One old story about the nari-lata repeated in an 1891 volume of The Theosophist holds that its beauty is such that meditating hermits are unable to hold their concentration in its presence:
The hermits, who live on withered and wind-borne leaves, are tempted by the sight of naari-lata flowers and lose their devotion; hence if any one who lives sumptuously on milk, curdle and other nourishing food says that he has subjugated his senses, it is like saying that Maha Meru is floating on the surface of the ocean.

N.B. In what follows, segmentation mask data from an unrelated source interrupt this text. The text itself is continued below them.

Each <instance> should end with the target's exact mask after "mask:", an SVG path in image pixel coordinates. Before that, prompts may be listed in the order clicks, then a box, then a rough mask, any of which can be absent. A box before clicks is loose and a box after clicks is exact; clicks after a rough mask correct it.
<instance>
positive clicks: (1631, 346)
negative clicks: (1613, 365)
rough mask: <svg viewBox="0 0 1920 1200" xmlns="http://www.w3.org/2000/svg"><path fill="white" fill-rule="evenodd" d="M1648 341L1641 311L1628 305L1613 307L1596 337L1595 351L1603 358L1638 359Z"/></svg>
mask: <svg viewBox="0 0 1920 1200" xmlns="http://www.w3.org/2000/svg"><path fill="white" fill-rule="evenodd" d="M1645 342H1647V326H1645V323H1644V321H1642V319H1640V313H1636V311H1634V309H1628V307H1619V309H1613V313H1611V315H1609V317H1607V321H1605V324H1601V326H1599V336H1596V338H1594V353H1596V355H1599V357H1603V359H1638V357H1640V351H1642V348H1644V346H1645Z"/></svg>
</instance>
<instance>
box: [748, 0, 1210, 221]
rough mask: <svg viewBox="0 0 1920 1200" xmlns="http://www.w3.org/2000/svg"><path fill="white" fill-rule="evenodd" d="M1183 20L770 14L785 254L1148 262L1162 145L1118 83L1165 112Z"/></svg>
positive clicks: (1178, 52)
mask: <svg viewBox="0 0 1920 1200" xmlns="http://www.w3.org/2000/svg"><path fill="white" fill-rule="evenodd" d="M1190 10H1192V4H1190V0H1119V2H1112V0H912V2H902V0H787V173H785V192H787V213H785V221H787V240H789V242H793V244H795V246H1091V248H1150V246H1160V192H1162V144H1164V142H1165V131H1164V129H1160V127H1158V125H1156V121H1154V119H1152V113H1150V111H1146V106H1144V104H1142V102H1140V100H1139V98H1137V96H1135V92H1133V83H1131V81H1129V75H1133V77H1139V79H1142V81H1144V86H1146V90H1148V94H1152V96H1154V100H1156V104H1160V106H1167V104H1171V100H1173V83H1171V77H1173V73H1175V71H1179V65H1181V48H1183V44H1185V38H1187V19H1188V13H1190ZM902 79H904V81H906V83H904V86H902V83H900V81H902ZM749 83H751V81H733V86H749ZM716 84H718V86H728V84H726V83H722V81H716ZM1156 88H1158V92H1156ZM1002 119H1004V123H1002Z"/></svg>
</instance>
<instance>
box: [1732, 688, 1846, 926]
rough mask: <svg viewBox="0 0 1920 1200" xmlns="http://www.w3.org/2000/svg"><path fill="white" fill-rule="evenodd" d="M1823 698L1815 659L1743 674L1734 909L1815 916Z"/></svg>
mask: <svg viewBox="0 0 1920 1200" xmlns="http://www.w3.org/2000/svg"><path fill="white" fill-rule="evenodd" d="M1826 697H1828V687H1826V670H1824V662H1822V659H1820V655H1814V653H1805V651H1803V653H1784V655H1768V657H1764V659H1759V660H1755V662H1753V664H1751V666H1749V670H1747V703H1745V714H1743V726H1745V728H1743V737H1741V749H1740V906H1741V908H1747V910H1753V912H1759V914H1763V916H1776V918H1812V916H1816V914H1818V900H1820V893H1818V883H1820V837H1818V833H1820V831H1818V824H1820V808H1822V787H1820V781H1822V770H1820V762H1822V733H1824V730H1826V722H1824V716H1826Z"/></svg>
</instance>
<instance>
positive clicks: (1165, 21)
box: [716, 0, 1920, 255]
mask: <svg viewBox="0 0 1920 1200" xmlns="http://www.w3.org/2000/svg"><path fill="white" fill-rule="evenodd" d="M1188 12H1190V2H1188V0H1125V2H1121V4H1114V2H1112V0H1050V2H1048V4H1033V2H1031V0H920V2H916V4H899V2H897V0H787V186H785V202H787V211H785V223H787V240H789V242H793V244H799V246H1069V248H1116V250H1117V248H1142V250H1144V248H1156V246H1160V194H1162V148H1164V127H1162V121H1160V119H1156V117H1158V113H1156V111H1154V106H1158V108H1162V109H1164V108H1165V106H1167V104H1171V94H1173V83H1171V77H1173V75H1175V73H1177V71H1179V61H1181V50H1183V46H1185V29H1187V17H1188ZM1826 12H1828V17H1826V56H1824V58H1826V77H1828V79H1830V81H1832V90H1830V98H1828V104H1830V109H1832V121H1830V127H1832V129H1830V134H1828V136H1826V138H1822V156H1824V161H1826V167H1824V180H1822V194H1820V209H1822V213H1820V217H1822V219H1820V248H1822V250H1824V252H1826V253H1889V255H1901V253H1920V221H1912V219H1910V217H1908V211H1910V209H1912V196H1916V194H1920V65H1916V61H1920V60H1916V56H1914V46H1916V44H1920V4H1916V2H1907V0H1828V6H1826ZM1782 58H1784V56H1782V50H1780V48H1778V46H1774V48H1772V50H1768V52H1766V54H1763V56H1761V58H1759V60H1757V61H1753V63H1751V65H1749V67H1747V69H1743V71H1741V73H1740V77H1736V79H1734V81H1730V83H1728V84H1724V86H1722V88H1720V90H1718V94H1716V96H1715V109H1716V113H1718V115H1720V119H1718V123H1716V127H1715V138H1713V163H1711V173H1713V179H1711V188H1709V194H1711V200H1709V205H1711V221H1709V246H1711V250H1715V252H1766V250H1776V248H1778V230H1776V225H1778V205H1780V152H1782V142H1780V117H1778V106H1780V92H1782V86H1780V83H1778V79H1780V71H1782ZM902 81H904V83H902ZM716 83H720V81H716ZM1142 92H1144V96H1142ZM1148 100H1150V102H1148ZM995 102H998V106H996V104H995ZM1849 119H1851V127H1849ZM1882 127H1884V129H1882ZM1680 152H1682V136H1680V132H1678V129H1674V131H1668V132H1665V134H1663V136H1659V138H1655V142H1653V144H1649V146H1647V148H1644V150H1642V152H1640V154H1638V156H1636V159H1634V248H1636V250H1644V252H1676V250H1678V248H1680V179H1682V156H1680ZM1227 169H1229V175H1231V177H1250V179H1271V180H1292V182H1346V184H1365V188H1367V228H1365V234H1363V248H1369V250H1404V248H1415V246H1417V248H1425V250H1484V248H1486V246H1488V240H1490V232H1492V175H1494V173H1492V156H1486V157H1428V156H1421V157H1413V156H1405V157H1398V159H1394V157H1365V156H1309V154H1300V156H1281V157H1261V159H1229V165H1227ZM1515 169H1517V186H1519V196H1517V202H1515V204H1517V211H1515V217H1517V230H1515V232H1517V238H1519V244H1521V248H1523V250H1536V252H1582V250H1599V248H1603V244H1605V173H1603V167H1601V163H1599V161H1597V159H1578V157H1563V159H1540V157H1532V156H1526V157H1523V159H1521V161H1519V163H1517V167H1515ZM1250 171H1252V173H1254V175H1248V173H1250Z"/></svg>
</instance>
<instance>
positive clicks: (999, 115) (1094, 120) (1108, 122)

For all its supposed temptations, traditional folk art depictions of the dreaded (at least by monks) nari-lata tend to be sedate and unprovocative, at least to modern eyes. This photo from a 1906 volume cataloging the antiquities collection of the Colombo Museum of Sri Lanka shows an embroidered betel bag with the nari-lata design:
In 2008, the Internet produced its own full-color, updated version of the nari-lata plant” — now spelled “narilatha,” and also referred to as “nareepol,” “nareephol” or “nariphon” tree — featuring improbably lifelike flowers in the shape of women’s nude bodies dangling from high branches in a region sometimes identified as the Himalayas, sometimes as Thailand:
If such a flower or fruit actually exists outside of folklore, it’s unknown to botanists. We haven’t found reference to such a plant in any handbooks or textbooks of botany. That having been said, neither are there obvious signs that the images and video have been tampered with, which leaves only one logical explanation for the existence of the one-of-a-kind photographic “evidence” above: namely, that the “narilatha flowers” shown were carefully constructed physical props designed to fool us, entertain us, or both.